For manufacturing facilities, a lower energy infrastructure cost (cheap components) will decrease reliability and increase the risk of reduced yields. For commercial buildings, a weaker infrastructure will also increase risk of business interruptions that can be significantly more costly. Thus, in a chemical plant it could be acceptable to reduce yields by 1% if it means a 10% energy savings. For an equity trading company, however, a loss of 1% of transactions would be unacceptable.
The Enterprise Energy Management system
An enterprise energy management (EEM) system delivers key performance indicators to identify areas of potential financial risk. Multi-dimensional energy analytics are used to deliver timely information that will help avoid unexpected costs, unexpected reliability problems and unacceptable power quality. An EEM system must deliver key performance indicators in a timely manner, and it must provide sufficiently complete information to allow useful analysis. To accomplish this, sensors for cost-related data (billing metering), reliability-related data (operational metering) and quality-related data (power quality metering) are deployed at every key asset or distribution point.
These sensors require on-board intelligence to reduce data load to meaningful information and key performance indicators. A high-speed, flexible and open communications infrastructure (Ethernet, wireless, serial links, telephone) ensures that information and performance indicators can be passed to decision makers quickly. Sub-metering across the enterprise and throughout each facility enables the EEM system to accurately track the consumption levels for each building, tenant, department, process or other cost centers. This helps ensure that commercial building owners, for example, are properly compensated for energy used by each tenant. It also supports the normalization of energy costs for different types of tenants, which helps in planning reliable power systems for new buildings.

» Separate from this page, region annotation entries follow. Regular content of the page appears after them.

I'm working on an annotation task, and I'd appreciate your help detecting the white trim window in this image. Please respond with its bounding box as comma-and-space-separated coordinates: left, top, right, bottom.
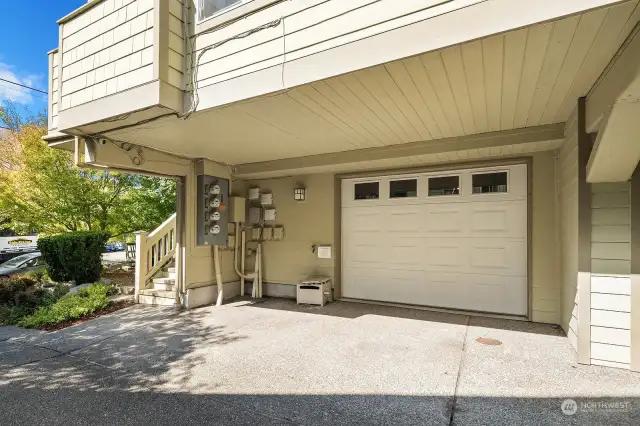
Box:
198, 0, 252, 22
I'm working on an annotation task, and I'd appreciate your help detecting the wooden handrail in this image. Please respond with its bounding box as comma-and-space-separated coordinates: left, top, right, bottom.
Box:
135, 213, 176, 301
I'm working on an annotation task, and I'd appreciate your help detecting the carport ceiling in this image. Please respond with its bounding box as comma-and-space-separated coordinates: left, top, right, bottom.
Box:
104, 0, 640, 164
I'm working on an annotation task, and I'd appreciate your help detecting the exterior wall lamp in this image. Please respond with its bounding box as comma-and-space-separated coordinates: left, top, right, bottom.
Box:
293, 187, 307, 202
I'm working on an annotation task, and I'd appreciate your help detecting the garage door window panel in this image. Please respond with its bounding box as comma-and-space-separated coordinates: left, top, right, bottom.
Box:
353, 182, 380, 200
389, 179, 418, 198
428, 175, 460, 197
471, 172, 509, 195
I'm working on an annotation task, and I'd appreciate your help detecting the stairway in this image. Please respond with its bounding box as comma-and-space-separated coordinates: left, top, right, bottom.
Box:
138, 267, 176, 306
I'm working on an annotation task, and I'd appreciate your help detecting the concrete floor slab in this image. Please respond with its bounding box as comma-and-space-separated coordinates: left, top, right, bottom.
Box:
0, 299, 640, 425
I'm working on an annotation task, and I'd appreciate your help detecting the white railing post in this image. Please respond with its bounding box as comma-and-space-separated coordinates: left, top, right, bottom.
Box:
134, 231, 149, 303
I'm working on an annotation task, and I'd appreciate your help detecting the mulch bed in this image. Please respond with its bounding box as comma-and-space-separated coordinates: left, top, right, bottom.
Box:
36, 300, 134, 331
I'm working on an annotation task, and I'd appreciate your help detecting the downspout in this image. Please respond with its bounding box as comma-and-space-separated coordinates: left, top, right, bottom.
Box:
213, 245, 224, 306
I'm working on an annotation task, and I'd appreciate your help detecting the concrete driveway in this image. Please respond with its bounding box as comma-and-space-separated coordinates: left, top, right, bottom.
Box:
0, 300, 640, 425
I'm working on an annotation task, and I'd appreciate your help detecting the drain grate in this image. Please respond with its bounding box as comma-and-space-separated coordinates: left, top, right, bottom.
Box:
476, 337, 502, 346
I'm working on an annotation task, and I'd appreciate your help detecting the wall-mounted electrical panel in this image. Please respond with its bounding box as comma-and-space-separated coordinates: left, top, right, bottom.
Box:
264, 208, 276, 221
229, 197, 247, 223
273, 226, 284, 241
196, 175, 229, 246
249, 207, 262, 225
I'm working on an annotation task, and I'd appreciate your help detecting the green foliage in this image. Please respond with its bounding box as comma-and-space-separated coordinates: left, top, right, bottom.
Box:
0, 106, 176, 237
38, 231, 109, 284
18, 284, 111, 327
0, 277, 36, 306
0, 277, 69, 324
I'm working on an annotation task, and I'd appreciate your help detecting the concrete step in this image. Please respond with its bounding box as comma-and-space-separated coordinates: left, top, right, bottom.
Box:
138, 290, 176, 306
153, 277, 176, 284
153, 283, 175, 291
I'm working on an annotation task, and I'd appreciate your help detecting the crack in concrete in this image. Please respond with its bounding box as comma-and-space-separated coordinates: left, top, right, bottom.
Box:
449, 315, 471, 426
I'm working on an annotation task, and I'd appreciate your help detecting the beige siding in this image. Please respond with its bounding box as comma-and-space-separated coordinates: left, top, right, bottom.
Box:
239, 174, 336, 284
196, 0, 639, 123
591, 182, 631, 368
557, 111, 579, 349
166, 0, 185, 90
60, 0, 154, 110
49, 50, 60, 130
530, 151, 561, 324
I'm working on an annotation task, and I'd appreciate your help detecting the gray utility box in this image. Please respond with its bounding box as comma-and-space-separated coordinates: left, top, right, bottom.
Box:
197, 175, 230, 246
296, 277, 333, 306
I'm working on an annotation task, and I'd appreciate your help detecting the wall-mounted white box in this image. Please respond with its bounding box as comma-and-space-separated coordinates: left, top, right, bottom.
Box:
317, 246, 331, 259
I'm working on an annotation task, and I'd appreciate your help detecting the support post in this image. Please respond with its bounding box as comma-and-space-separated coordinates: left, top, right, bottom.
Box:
577, 98, 592, 364
134, 231, 149, 303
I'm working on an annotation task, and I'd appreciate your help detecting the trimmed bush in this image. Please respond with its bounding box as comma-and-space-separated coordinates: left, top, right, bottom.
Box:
38, 231, 109, 284
18, 284, 111, 328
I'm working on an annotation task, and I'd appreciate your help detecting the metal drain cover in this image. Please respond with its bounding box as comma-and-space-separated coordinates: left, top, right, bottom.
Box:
476, 337, 502, 346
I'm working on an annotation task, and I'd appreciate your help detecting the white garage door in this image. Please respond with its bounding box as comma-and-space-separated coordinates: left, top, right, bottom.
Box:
342, 165, 527, 315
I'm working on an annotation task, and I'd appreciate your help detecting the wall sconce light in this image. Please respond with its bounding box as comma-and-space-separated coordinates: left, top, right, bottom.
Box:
293, 188, 307, 202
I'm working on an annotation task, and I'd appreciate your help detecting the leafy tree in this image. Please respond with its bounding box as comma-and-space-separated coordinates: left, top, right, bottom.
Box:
0, 103, 176, 237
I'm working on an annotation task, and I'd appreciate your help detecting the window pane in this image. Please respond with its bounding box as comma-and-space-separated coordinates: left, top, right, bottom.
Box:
198, 0, 243, 21
354, 182, 380, 200
389, 179, 418, 198
429, 176, 460, 197
471, 172, 508, 194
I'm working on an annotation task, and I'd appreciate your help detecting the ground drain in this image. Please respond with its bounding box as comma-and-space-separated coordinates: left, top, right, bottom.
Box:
476, 337, 502, 346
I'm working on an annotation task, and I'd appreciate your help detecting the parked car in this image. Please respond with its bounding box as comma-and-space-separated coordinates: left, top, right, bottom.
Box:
0, 251, 45, 278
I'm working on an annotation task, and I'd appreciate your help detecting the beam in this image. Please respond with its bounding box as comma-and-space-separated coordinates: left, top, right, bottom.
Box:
236, 123, 564, 176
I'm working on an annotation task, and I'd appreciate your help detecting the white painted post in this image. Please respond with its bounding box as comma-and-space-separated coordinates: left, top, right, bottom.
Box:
134, 231, 149, 303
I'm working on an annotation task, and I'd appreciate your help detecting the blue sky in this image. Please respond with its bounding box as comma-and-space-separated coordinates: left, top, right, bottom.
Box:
0, 0, 86, 118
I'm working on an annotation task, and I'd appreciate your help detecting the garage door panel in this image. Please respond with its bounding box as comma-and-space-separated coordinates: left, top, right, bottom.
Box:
423, 238, 468, 272
381, 206, 424, 235
468, 201, 527, 238
342, 165, 528, 315
468, 238, 527, 276
422, 203, 468, 237
467, 274, 527, 315
342, 207, 385, 233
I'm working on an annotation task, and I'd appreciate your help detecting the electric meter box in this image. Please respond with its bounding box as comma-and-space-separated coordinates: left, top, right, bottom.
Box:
197, 175, 230, 246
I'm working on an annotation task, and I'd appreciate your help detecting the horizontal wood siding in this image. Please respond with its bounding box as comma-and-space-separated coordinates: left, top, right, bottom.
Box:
591, 182, 631, 368
557, 111, 579, 350
49, 50, 60, 129
60, 0, 154, 110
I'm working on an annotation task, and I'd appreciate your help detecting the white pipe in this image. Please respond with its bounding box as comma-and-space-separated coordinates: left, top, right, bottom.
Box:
233, 223, 258, 282
213, 245, 224, 306
257, 243, 262, 298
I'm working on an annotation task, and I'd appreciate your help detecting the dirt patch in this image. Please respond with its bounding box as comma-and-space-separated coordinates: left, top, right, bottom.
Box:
36, 300, 134, 331
102, 268, 135, 287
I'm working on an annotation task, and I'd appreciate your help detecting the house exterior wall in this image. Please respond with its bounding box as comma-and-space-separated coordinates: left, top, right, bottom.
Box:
49, 49, 60, 130
557, 111, 579, 350
60, 0, 155, 110
590, 182, 632, 368
235, 151, 560, 324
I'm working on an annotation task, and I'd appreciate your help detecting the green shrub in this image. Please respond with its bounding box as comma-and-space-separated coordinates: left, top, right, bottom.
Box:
18, 284, 111, 327
38, 231, 109, 284
0, 277, 36, 306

Trending and prediction data also help a facility avoid utility penalties for exceeding high peak demand or low power-factor limits. Loads can be rescheduled to "smooth out" a consumption curve, and generators or other equipment can be manually or automatically engaged in response to EEM-system alarms. And since environmental standards and fines are a consideration for some industries, an EEM system can support normalization of emissions levels versus energy consumption to help avoid the risk of emitting excessive pollutants.
In a commercial building, consumption and temperature will be closely correlated, unless there is a large shift in loads - perhaps from a new tenant that requires a large server room, for example. In this case, an EEM system can deliver the indicators that will help avoid exceeding the infrastructure's capacity. In multiple facilities, an EEM system can reveal energy consumption trends per square foot. Energy managers for any business with multiple plants or facilities will be able to determine which facilities are least energy efficient, so that capital costs to save energy can be applied in the most effective manner. The EEM system will also record historical load trends, for individual sites as well as aggregated across the enterprise. With this information, energy managers can better project energy needs and negotiate bulk-energy purchase contracts.
All businesses can benefit from auditing and comparing expected monthly energy expenditures to plan. An EEM system can accurately "shadow bill" against utility billing meters to ensure actual billing charges match predictions, and catch any utility billing errors. Any other energy-related commodity such as water, compressed air, gas and steam can be profiled over time and between facilities to identify anomalies in supply or demand.
Of course, any investment in information systems must offer a reasonable total cost of ownership over the life of the system. In some circumstances, manual meter reading and portable power-quality instruments could provide data similar to what the EEM provides. Yet the cost of collecting, transmitting, storing and processing all that data would be high relative to the amount of information obtained, and the fact that it would need to be gathered on a regular basis. An integrated EEM solution combines the permanent metering, monitoring, analysis, communications and reporting tools required in one, cost-effective solution.